Take a leaf from an author’s books

Gráinne Murphy is a West Cork-based writer. Her most recent novel, Winter People, was published in October 2022 by Legend Press. It follows The Ghostlights (2021) and Where the Edge Is (2020), both published by Legend Press. She also loves to read and below are her favourites from this year.

Demon Copperheadby Barbara Kingsolver (Faber, 2022)

Every new Barbara Kingsolver book becomes my new favourite of hers. This latest is a re-telling of David Copperfield – the parallels are very well drawn but you absolutely don’t need to have read/remember the original. In this version, Damon ‘Demon’ is born into a rural Appalachian community characterised by poverty and violence, and comes of age during the growing opioid crisis. This is particularly good on the urban/rural divide – what Demon’s friend Tommy divides into land economy versus money economy – and the ownership of history. A clear-eyed social commentary that never descends into condescension or preaching, this story is entirely alive and entirely furious about social inequality. 

Standout line: ‘People love to believe in danger, as long as it’s you in harm’s way and them saying bless your heart.’ 

The Swimmers by Julie Otsuka (Fig Tree, 2022)

This is in two distinct parts: the first introduces us to a group of swimmers at a local pool who know nothing about one another beyond their pool behaviour. When a crack appears in lane 4, an unease begins to grow about what it might mean. The second part focuses on Alice, an older swimmer who is slowly losing herself through the cracks in her memory.  

This is the clearest, cleanest writing, full of the universal truth that we are all the same in our fear and our love, our dependence on memory and each other, and yet that memory and dependence makes individuals of us all. My favourite read this year. 

Standout line: ‘”Up there,” she says, “I’m just another little old lady. But down here, at the pool, I’m myself.”’

Catchlights by Niamh Prior (JM Originals, 2022)

Criss-crossing in time and place, these standalone chapters contain characters who interlink in small ways, rewarding the reader with a glimpse of familiar characters on the margins of other stories. In one story, a man buys a second-hand camera lens that superimposes images from the past on every photo he tries to develop; in another, a broken-hearted woman travels to India and finds herself unable to leave her hostel; in yet another, a plastic surgeon and his wife search for a more perfect love. At the centre of it all is a couple who met while working in a post office. This is delicate, unsparing, often strange, always compelling. 

Standout line: ‘Big time doesn’t exist in here. Only small time.’ 

Luckily for us, Prior knows that small time is where all the good stuff lives.

Multiple Joyce
by David Collard (Sagging Meniscus, 2022)

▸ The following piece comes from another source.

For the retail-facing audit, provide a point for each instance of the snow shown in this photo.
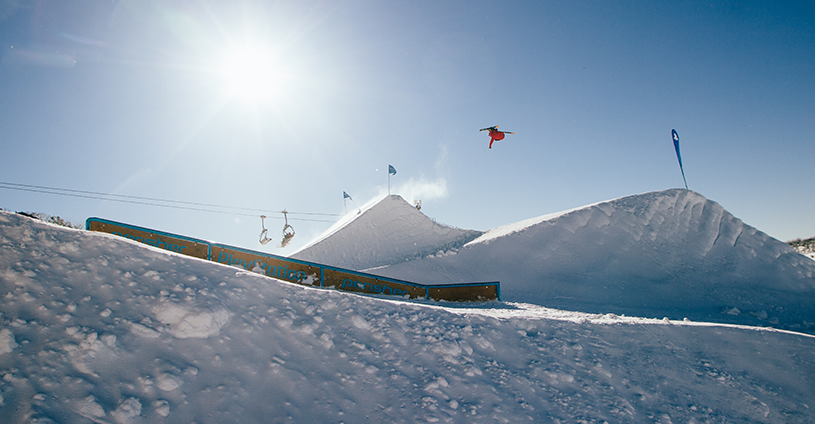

Part research, part rabbit-hole, this is a collection of 100 essays on various Joyce and Joyce-adjacent themes. The essays are all short and chatty, covering topics as wide-ranging as the website where you can insert a paragraph of your own text and see which famous writer’s style you share, how long it takes to read a book (Finnegans Wake is somewhere between 42 minutes and eternity), and Joyce’s dislike of dogs (‘they have no souls’ he claimed), via limericks, famous birthdays, and Joyce-related action figures. These are funny, joyful, smart and often delightfully smart-arse.

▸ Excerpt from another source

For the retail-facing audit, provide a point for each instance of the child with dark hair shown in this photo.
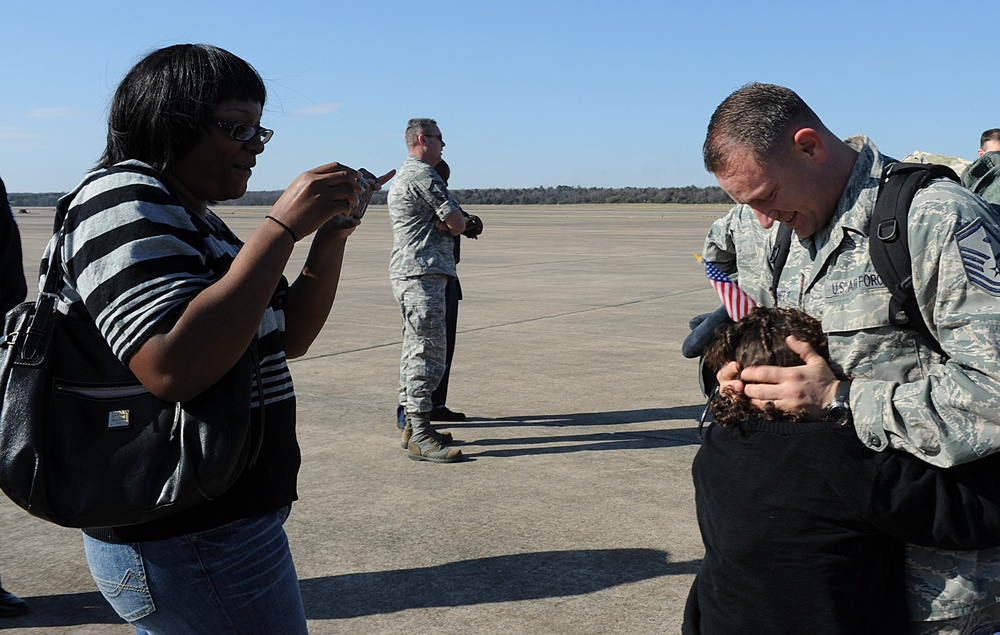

Standout essay: #50, where Collard talks more personally about his parents joining the Jehovah’s Witnesses and the impact on a teenager of living in the certainty of the impending apocalypse. 

Towards a General Theory of Love 

by Clare Shaw (Bloodaxe Books, 2022)

In the 1950s, Harry Harlow’s infamous experiments on social isolation and bonding kept baby monkeys alone in cages with wire-covered ‘mothers’ that provided only food, or cloth-covered ‘mothers’ that provided only comfort; the monkeys spent more time with the cloth mothers, proving the need for comfort and contact. Many of Shaw’s poems in this collection use a central character, Monkey, to explore what we need as humans to thrive and feel safe, and what happens when relationships malfunction or end, or we reach out and do not find what we need. These are poems of love and grief, of hope and missed connections. 

Standout poem: ‘Love as a SatNav’

‘It is not infallible. Sometimes, it takes you

up entirely unsuitable roads: it leaves you

on the edge of a drop’

The Agathas by Kathleen Glasgow and Liz Lawson
(Rock the Boat, 2022)

When Brooke Donovan’s body is found in the water in pretty Castle Cove and a suspect is taken into custody, only lonely, troubled Alice and secretive outcast Iris think the police have got it wrong and begin an investigation of their own. This captures the teenage world very well – the social layers, the dramas and worries, the tension between being seen and being invisible, and the real friendships that make everything alright. 

Alice is obsessed with Agatha Christie and quotes from her books are used throughout to set the tone, while references to Veronica Mars and Riverdale make the authors’ more dramatic intentions clear. Adult readers will want the girls to be more alive to possible danger, but my daughter had no issue with them taking matters into their own hands.

Standout line: ‘Miss Marple wouldn’t take this crap and neither will I.’